See attached kernel profiles.
Patches such as
a) Jens Axboe bounce buffer patch seem to fix issue a) above
b) Experimental patches for the global io lock
Created attachment 32298 [details]
Created attachment 32299 [details]
Gunzip of test program
After doing some poking around inside the scsi layer, it appears that sd.c ends
up calling b_end_io with the io_request_lock held. This results in any highmem
bounce buffer copies being serialized for scsi requests.

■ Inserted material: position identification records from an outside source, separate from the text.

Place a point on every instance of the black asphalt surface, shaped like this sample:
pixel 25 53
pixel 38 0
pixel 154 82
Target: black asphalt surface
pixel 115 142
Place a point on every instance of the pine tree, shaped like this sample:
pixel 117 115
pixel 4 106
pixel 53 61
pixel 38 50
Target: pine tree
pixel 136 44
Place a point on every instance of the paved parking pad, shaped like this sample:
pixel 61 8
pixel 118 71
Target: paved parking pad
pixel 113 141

I don't think this
needs the io_request_lock being split just yet, just bugfixing.
In testing we have found several bugs in Jens's highmem nobounce patch,
and we have made progress fixing.
The io_request_lock stuff will take longer to fix because it requires
Created attachment 33661 [details]
Created attachment 33662 [details]
FYI Attached are the kernelprofile and iostat logs for kernel 2.4.9-0.18smp.
a) is dealt with
b) is being worked on but is a longer-term because the changes
are initially destabilizing and will require much more work
not only to complete but also to stabilize.
Our advanced server release is fixing most of these issues. How much is still
visible in that beta ?
(and with the latest kernel drop after that ?)
This is closed based on feedback from
Oracle (TPC-R benchmarking efforts).